A couple weeks ago, we had an awesome session with Eric Ries. He came and asked us a very important question: How do you know that you’re making the product better?
There’s really three answers to that question:
- your gut
- listening to users
- measuring users
And of these three, there’s only really one “right” answer – the only way to figure out if a change is actually significant (or even moving in the right direction):
(Disclaimer: split testing is not a substitute for decision making)
Perform tests to measure changes in user behavior.
Out of our time with Mr. Ries, we committed to following one metric that is key to our business, and make sure all of our efforts to improve that metric are run through a split test to ensure that we understand how to impact that number.
Yes, we really are trying to AB test everything. Not so we can have better conversion rates, or know which colors are best, but so that we can figure out what actually causes people to use our products more. In fact, I built a tool using rails and redis to help us measure retention across multiple cohorts during a split test:
For this particular split test, we launched a new version of our website at preview.astrid.com, and redirected a percentage of our new and returning users there. We then measured retention behavior across our two groups after 1, 3, 7, and 14 days. (Right now it’s midnight at the 7th day boundary, which is why no one’s “opened” the website in our +7 day category yet). The important thing is the delta between variants, where we can see that our “true” variant shows an improvement in delta retention, but the result is not yet statistically significant to 95%.

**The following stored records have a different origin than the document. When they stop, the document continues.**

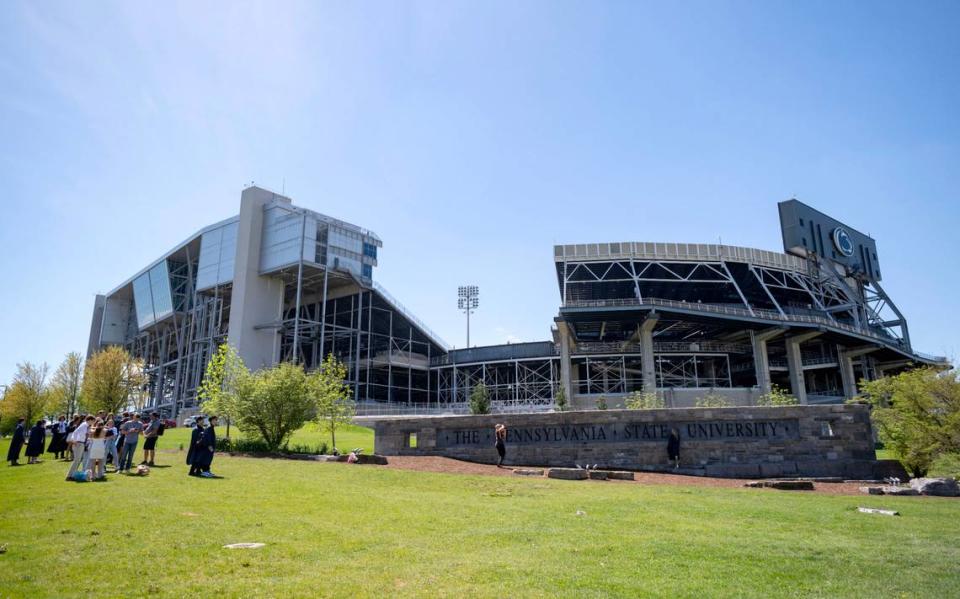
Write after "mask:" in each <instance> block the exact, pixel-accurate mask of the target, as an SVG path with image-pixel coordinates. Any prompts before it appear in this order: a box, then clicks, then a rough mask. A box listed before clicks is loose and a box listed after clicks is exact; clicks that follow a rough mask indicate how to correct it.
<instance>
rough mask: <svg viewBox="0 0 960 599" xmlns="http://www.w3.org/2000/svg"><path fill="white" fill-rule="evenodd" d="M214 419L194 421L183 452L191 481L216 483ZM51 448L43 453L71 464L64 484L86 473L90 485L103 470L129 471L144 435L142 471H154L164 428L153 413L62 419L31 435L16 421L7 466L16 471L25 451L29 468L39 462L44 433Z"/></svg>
mask: <svg viewBox="0 0 960 599" xmlns="http://www.w3.org/2000/svg"><path fill="white" fill-rule="evenodd" d="M216 424H217V417H216V416H210V417H209V419H204V418H203V417H202V416H197V417H196V418H195V419H194V429H193V432H192V433H191V436H190V447H189V449H188V450H187V464H188V465H189V466H190V473H189V474H190V476H200V477H204V478H215V475H214V474H213V473H212V472H210V466H211V464H212V463H213V454H214V453H215V451H216V447H217V433H216ZM48 431H49V432H50V443H49V445H47V453H52V454H53V455H54V458H55V459H58V460H65V461H69V462H70V469H69V470H68V471H67V478H66V480H68V481H72V480H76V478H77V473H78V472H81V473H86V472H88V471H89V472H90V477H91V479H92V480H100V479H103V478H105V477H106V469H107V465H108V464H110V465H112V467H113V471H114V472H115V473H129V472H130V471H131V469H132V468H133V461H134V454H135V453H136V451H137V446H138V445H139V443H140V436H141V435H143V438H144V442H143V461H141V462H140V464H139V465H140V466H154V465H156V464H155V459H156V451H157V439H158V437H160V436H161V435H163V433H164V424H163V421H162V420H161V419H160V414H158V413H157V412H153V413H152V414H150V415H149V416H146V415H144V416H141V415H140V414H138V413H132V412H124V413H123V414H121V415H120V416H115V415H113V414H107V413H105V412H99V413H97V414H78V415H76V416H74V417H73V418H72V419H71V420H70V421H69V422H68V421H67V417H66V415H64V414H61V415H60V417H59V418H58V419H57V421H56V422H53V423H51V424H49V425H48V424H47V423H46V421H45V420H42V419H41V420H38V421H37V422H36V424H34V425H33V426H32V427H31V428H30V429H29V430H28V429H27V428H26V425H25V420H24V419H23V418H20V419H19V420H18V421H17V426H16V428H15V429H14V432H13V437H12V438H11V440H10V448H9V450H8V451H7V461H8V462H10V465H11V466H19V465H20V452H21V450H22V449H23V447H24V445H26V448H27V449H26V451H25V452H24V454H25V455H26V457H27V463H28V464H36V463H39V461H40V455H41V454H43V453H44V451H43V448H44V445H45V444H46V438H47V432H48Z"/></svg>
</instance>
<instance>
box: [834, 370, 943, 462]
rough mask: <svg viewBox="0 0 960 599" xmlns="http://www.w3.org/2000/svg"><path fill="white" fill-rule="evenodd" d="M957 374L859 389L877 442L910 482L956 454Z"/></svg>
mask: <svg viewBox="0 0 960 599" xmlns="http://www.w3.org/2000/svg"><path fill="white" fill-rule="evenodd" d="M957 377H958V374H957V372H956V371H950V372H943V373H940V372H937V370H936V369H933V368H918V369H915V370H910V371H907V372H904V373H901V374H899V375H897V376H894V377H884V378H881V379H877V380H875V381H868V382H863V383H862V385H861V386H862V389H863V392H862V395H861V397H860V398H856V399H854V400H853V401H858V400H865V401H867V402H868V403H869V404H870V405H871V406H872V407H873V410H872V412H871V415H872V417H873V421H874V422H875V423H876V424H877V428H878V431H879V433H880V439H881V440H882V441H883V442H884V443H885V444H886V445H887V446H888V447H890V448H891V449H893V450H894V451H895V452H896V453H897V455H898V456H899V457H900V461H901V462H902V463H903V465H904V467H905V468H906V469H907V470H909V471H910V473H911V474H912V475H913V476H918V477H920V476H924V475H925V474H926V473H927V471H928V470H929V469H930V466H931V465H932V464H933V462H934V461H935V460H937V459H938V458H940V457H944V456H946V455H947V454H956V453H960V380H958V378H957Z"/></svg>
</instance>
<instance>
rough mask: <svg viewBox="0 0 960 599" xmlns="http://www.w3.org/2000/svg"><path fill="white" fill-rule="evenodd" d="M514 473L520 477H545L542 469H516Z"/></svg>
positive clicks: (537, 468)
mask: <svg viewBox="0 0 960 599" xmlns="http://www.w3.org/2000/svg"><path fill="white" fill-rule="evenodd" d="M513 473H514V474H517V475H519V476H543V469H542V468H514V469H513Z"/></svg>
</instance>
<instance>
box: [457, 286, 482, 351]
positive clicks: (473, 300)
mask: <svg viewBox="0 0 960 599" xmlns="http://www.w3.org/2000/svg"><path fill="white" fill-rule="evenodd" d="M479 306H480V288H479V287H477V286H476V285H461V286H460V287H458V288H457V307H458V308H459V309H461V310H463V311H464V312H465V313H466V314H467V348H469V347H470V314H471V313H472V312H473V311H474V310H476V309H477V308H478V307H479Z"/></svg>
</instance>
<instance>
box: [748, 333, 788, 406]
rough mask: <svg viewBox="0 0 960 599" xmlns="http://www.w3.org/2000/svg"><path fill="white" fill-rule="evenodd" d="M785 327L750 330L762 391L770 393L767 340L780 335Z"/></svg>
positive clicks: (769, 369) (756, 365) (754, 359)
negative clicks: (764, 330) (767, 353)
mask: <svg viewBox="0 0 960 599" xmlns="http://www.w3.org/2000/svg"><path fill="white" fill-rule="evenodd" d="M784 331H785V329H767V330H765V331H759V332H753V331H750V344H751V345H752V346H753V371H754V373H755V374H756V377H757V387H758V388H759V389H760V393H762V394H764V395H765V394H767V393H770V360H769V358H768V357H767V341H770V340H771V339H773V338H774V337H779V336H780V335H782V334H783V333H784Z"/></svg>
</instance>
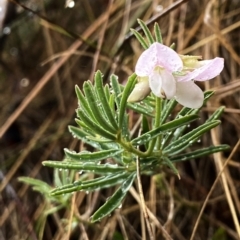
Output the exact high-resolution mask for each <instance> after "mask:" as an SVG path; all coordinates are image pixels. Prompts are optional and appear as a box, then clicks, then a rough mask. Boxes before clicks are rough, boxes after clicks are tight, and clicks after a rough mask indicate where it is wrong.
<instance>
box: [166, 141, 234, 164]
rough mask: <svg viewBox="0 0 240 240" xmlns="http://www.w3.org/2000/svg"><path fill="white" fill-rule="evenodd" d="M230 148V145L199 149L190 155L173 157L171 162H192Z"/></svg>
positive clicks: (178, 155)
mask: <svg viewBox="0 0 240 240" xmlns="http://www.w3.org/2000/svg"><path fill="white" fill-rule="evenodd" d="M229 149H230V147H229V146H228V145H225V144H223V145H219V146H210V147H207V148H202V149H198V150H195V151H192V152H189V153H184V154H180V155H177V156H172V157H170V161H171V162H181V161H187V160H191V159H195V158H200V157H204V156H207V155H210V154H213V153H217V152H223V151H226V150H229Z"/></svg>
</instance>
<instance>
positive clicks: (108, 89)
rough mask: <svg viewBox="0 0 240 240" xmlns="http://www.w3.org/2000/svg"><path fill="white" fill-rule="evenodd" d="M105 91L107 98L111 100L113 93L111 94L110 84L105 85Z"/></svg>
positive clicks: (104, 91) (104, 86) (104, 87)
mask: <svg viewBox="0 0 240 240" xmlns="http://www.w3.org/2000/svg"><path fill="white" fill-rule="evenodd" d="M104 93H105V96H106V98H107V100H109V98H110V96H111V94H110V89H109V85H108V84H105V86H104Z"/></svg>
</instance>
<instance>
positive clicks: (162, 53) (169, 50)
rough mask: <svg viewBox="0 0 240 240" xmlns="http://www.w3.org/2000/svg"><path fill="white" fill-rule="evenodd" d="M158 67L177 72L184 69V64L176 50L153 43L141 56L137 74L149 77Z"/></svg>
mask: <svg viewBox="0 0 240 240" xmlns="http://www.w3.org/2000/svg"><path fill="white" fill-rule="evenodd" d="M157 66H160V67H163V68H165V69H167V70H168V71H170V72H175V71H179V70H181V69H182V68H183V63H182V60H181V58H180V57H179V55H178V54H177V53H176V52H175V51H174V50H172V49H171V48H169V47H167V46H165V45H163V44H161V43H153V44H152V45H151V46H150V47H149V48H148V49H147V50H145V51H144V52H143V53H142V54H141V55H140V57H139V59H138V61H137V64H136V67H135V72H136V74H137V75H138V76H141V77H144V76H149V75H150V74H152V72H153V71H154V69H155V67H157Z"/></svg>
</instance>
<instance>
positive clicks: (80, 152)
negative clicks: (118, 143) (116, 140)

Assuming the results stabilize at these values, from this data we can answer Mr. Ries’s question clearly – yes, our changes improved our product, and in this case, by around 5% for new users and 2% for existing users.
That’s awesome, and it’s things like this that push us forward towards our goal. A lot of A/B tools out there are built to test cosmetic changes – layout, text, colors, stuff like that. At a startup like ours, we have bigger things to test, and we now have a suitable a/b testing framework and a burning desire to use it.